Personal information
- Nationality: Kenyan
- Born: August 27, 1978 (age 47) Nairobi

Sport
- Sport: Weightlifting
- Weight class: 69kg

Achievements and titles
- Olympic finals: 13th (2012)

= Mercy Obiero =

Kenyan weightlifter

Mercy Apondi Obiero (born 27 August 1978) is a Kenyan weightlifter.

Obiero was born in Nairobi. Obiero's brother David introduced her to weightlifting in 1999. Before then, she had played hockey. Alongside Mercy, David competed at the 2002 and 2006 Commonwealth Games.

Mercy Obiero made her international debut at the 2002 Commonwealth Games in Manchester where she failed to get a result in the 48 kg weight class. Four years later, she participated at the Commonwealth Games in Melbourne, where she finished in seventh place in the 63 kg weight class. In 2010, she competed at the Commonwealth Games in Delhi and finished in fifth position in the 69 kg weight class. Obiero competed at the 2012 Summer Olympics in London where she received an unused quota spot. Obiero finished 13th in the 69 kg category, but later was moved up to 11th position (last among completed lifters), due to disqualifications.
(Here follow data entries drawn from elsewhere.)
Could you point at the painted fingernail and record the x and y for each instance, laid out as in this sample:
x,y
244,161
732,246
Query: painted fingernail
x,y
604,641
Her total was 181 kg. By competing in London, Obiero was the first Kenyan woman weightlifter at the Olympics and the second from Africa after Uganda’s Irene Ajambo. At the 2014 Commonwealth Games in Glasgow, Obiero finished in eighth place in the women's 69 kg weight class.

By 2020, Obiero had retired from competition, and became a trainer for one of her daughters and a granddaughter.